La Turquie mène actuellement trois guerres et demie. Le premier en Irak, qui est le conflit le plus ancien, jusqu’à son ingérence en Syrie, à y ajouter récemment son ingérence dans le dossier libyen, mais (la moitié de la guerre) est la confrontation avec la Grèce.
Les ambitions de la Turquie de restaurer son hégémonie sur la région auront de nombreuses conséquences, et ne se limiteront pas à la Méditerranée et aux pays voisins de la Turquie, mais cela soulèvera également l’inquiétude de l’OTAN – qui inclut la Turquie depuis près de soixante-dix ans – ainsi que l’Union européenne, dont les négociations de l’adhésion de la Turquie se poursuivent officiellement encore. Mais l’affrontement turco-européen devient plus aigu sur certain questions, dont les plus importantes sont les questions des réfugiés, de l’énergie et du respect de la politique de bon voisinage avec les Européens.

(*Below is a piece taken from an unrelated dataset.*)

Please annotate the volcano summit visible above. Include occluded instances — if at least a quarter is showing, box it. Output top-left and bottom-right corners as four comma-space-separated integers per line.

La Turquie est intervenue militairement et d’une manière directe Syrie, à partir de 2016. Pour ses campagnes militaires, il a pris le nom de «Bouclier de l’Euphrate» à Jarablus, «Le rameau d’olivier» à Afrin, «L de la paix» à Tal Abyad et Ras Al-Ain ainsi que «Bouclier de printemps» à Idlib. À une époque où la Turquie combattait les djihadistes et l’État islamique, les positions turques étaient cohérentes avec la vision de l’Union européenne, mais le poids militaire turc est allé complètement affronter les parties kurdes, qui étaient en passe de créer une entité indépendante pour un État du nord syrien ou du moins une région autonome à la frontière avec la Turquie. Aujourd’hui, une grande partie du nord syrien est sous occupation turque et avec un feu vert russe, au point que la livre turque devienne la monnaie officielle à Idlib.
L’expansion turque s’étend vers le profond de la Méditerranée
La troisième zone de conflit qui enregistre une l’intervention turque, c’est la guerre de Libye. D’ailleurs, cette intervention est la plus menaçante pour les intérêts directs de l’Europe. La guerre en Libye a longtemps été associée aux ressources naturelles de la Méditerranée. Bien avant l’arrivée des conseillers militaires turcs en Libye, la Turquie a dépossédé ses voisins de droits d’exploration gazière, la Grèce et Chypre en plus de l’Égypte et d’Israël qui ont suivi la Convention des Nations Unies sur le droit des mers UNCLOS et l’obligation d’explorer les eaux territoriales désignées pour chaque pays.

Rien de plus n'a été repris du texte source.